More U.S. consumers have fallen behind on loan payments than ever before, and the problem may worsen as millions more find themselves out of a job, a study released today (April 2) shows.
According to the American Bankers Association (ABA), which represents most large U.S. banks and credit card companies, the percentage of consumer loans at least 30 days late rose to a seasonally adjusted 3.22% in the October-to-December period from 2.29% in the prior quarter, according to Reuters.
The ABA said the fourth-quarter rate was the highest since it began tracking the data in 1974, with delinquencies rising in nearly every category. It said these credit trends are unlikely to improve before 2010.
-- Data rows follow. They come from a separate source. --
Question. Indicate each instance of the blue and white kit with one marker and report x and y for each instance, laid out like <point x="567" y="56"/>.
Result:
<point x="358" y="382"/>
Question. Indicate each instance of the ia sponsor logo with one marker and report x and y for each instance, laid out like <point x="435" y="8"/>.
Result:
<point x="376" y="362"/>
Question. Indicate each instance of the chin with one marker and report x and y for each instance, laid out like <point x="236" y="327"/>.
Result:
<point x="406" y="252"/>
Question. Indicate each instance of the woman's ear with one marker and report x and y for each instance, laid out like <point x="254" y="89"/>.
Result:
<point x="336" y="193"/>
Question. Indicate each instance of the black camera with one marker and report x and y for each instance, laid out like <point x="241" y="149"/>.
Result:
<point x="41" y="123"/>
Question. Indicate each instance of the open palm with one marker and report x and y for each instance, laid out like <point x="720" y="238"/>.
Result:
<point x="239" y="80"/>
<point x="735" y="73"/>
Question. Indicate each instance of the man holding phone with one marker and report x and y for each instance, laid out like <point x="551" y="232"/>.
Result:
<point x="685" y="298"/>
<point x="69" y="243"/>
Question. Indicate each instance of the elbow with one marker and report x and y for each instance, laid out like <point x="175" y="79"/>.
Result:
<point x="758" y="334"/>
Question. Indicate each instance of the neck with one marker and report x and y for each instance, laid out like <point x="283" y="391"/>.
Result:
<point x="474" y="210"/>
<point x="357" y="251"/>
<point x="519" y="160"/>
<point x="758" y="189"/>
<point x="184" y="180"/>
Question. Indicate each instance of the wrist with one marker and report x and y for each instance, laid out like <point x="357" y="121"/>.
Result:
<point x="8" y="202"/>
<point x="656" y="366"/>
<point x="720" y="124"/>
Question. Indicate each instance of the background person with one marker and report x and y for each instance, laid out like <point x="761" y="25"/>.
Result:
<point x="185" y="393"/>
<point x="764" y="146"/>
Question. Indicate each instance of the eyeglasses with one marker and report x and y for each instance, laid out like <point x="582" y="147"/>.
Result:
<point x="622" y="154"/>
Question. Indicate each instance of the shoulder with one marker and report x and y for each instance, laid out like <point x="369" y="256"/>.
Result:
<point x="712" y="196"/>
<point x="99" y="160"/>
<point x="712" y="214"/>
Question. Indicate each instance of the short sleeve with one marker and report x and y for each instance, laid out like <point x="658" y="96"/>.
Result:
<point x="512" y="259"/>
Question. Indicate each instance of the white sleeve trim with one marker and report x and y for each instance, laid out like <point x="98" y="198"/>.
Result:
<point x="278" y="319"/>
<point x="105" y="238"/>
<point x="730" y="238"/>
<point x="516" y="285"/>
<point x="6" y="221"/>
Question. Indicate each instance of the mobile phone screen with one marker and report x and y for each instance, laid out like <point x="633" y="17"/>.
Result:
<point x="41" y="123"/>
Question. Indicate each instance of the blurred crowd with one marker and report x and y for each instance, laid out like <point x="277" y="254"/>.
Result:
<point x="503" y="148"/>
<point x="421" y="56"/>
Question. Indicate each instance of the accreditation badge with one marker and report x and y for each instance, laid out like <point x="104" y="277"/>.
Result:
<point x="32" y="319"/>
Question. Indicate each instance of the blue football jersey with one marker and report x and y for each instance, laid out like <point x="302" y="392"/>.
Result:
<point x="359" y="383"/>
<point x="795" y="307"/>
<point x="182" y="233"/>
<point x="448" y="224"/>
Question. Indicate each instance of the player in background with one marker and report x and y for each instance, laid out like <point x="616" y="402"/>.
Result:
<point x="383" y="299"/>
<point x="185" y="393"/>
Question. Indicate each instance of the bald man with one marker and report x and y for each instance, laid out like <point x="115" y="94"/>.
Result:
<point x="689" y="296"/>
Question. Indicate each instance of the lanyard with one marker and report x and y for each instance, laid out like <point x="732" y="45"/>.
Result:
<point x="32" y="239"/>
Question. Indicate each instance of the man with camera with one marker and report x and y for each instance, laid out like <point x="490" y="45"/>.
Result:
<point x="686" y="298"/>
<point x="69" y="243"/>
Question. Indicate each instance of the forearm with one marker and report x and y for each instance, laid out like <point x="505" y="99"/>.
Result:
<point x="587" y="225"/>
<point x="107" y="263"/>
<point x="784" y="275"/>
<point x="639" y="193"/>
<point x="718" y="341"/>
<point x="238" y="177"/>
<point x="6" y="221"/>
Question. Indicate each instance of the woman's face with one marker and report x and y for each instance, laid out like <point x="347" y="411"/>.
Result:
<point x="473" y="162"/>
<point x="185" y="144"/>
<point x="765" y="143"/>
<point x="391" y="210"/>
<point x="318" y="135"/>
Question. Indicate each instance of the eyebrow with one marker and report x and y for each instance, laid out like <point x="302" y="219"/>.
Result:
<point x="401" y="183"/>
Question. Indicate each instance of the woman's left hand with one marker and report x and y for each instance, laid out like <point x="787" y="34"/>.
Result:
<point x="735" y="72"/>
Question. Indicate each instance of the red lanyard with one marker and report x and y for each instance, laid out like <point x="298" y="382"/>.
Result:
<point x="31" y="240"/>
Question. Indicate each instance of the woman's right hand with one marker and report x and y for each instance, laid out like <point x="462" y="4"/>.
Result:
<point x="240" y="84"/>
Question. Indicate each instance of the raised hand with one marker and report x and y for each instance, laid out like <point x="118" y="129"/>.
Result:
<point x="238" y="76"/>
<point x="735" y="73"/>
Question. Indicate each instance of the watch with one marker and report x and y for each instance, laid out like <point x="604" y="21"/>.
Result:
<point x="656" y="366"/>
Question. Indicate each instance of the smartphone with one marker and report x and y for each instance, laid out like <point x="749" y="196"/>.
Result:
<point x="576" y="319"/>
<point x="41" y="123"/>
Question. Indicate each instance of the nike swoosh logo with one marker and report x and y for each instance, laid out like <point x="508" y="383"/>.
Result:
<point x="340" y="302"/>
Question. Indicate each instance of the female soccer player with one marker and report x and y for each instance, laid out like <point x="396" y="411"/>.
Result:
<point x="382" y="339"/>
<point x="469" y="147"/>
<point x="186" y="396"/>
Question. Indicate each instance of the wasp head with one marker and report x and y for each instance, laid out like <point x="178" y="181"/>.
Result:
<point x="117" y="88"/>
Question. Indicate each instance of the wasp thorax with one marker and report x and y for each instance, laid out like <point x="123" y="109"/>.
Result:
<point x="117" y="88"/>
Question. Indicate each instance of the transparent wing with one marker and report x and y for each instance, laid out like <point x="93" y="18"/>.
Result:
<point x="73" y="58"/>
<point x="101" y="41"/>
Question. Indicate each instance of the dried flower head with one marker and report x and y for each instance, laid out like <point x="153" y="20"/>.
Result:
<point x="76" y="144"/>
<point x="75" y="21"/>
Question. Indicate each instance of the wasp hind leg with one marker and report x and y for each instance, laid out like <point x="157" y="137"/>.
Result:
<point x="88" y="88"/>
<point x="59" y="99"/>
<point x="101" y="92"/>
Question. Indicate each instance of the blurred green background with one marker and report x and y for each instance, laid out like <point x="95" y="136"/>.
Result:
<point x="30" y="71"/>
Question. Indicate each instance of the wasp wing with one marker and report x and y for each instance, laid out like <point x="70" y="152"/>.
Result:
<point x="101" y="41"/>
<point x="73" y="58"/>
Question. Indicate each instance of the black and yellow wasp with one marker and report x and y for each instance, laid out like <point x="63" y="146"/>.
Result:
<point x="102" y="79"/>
“Job losses have really hurt the economy and will continue to inflict pain for several months,” James Chessen, the ABA’s chief economist, said in an interview. “The greater the losses are, the more severe an impact it has on all credit markets.”
The ABA study covers direct auto, indirect auto, closed-end home equity, home improvement, marine, mobile home, personal and recreational vehicle loans. It excludes bank credit card and education loans.
“We’ve seen delinquency rates across the board in consumer loans go up, and continue to go up,” Bank of America Corp. CEO Kenneth Lewis said today on CNBC television. But he said “early” delinquencies, or payments missed shortly after loans are taken out, have begun to abate in a “smattering” of products at the largest U.S. bank.
According to the ABA, the late-payment rate on auto loans made through dealers rose to a record 3.53% in the fourth quarter from the third quarter’s 3.25%, while late payments on home equity lines of credit rose to a record 1.46% from 1.15%.
RV loan delinquency rates rose from 1.27% to 1.38% but remained the lowest among all the categories measured.
A report issued Wednesday by ADP Employer Services said U.S. private employers shed a record 742,000 jobs in March, pushing year-to-date losses above 2 million.
Economists polled by Reuters expect the Labor Department to say on Friday that the U.S. jobless rate rose to 8.5% in March, a level not seen since 1983, from February’s 8.1%.